The idea in one sentence
Chain-of-thought (CoT) reasoning is the simple but powerful technique of getting a language model to write out its intermediate steps before committing to an answer. Instead of jumping straight to a result, the model “thinks aloud” — and that act of laying out the working dramatically improves accuracy on problems that require several steps, like arithmetic, logic puzzles, and word problems.
Why thinking step by step works
A language model generates text one token at a time, and each token it writes becomes part of the context for the next. When a hard problem is answered in a single leap, the model has no room to do the intermediate computation — it has to compress all the reasoning into one opaque jump and frequently gets it wrong. Chain-of-thought gives the model that room: by producing the steps explicitly, it can break the problem into smaller sub-problems, carry intermediate results forward, and check itself along the way. The reasoning tokens act like scratch paper.
Zero-shot, few-shot, and tree-of-thought
The original CoT work showed that including a few worked examples with their reasoning — few-shot CoT — let models solve grade-school math problems they previously failed. A follow-up found that you often do not even need examples: just appending “Let’s think step by step” triggers the same behaviour, known as zero-shot CoT. More advanced variants like tree-of-thought explore several reasoning branches at once and backtrack, trading extra compute for better performance on search and planning tasks. Use the demo above to compare a direct answer against zero-shot and few-shot CoT on the same problem.

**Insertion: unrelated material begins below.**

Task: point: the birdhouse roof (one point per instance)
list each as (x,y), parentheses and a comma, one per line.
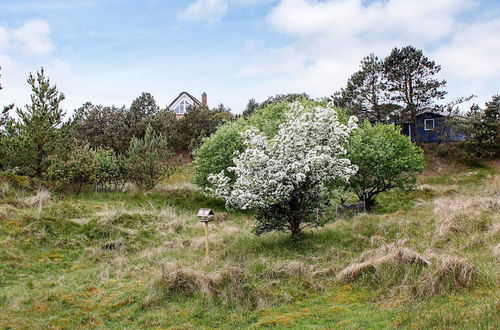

When to use chain-of-thought
CoT shines on anything multi-step: math, logic, planning, debugging, and questions that need careful intermediate inference. It tends to help most with larger, more capable models — the ability to benefit from CoT is itself often cited as an emergent capability of scale. The trade-offs are that it makes responses longer, slower, and more expensive, and the visible “reasoning” is not always a faithful account of how the model actually reached its answer. For simple factual lookups it adds little. Used well, though, it is one of the highest-leverage prompting techniques available.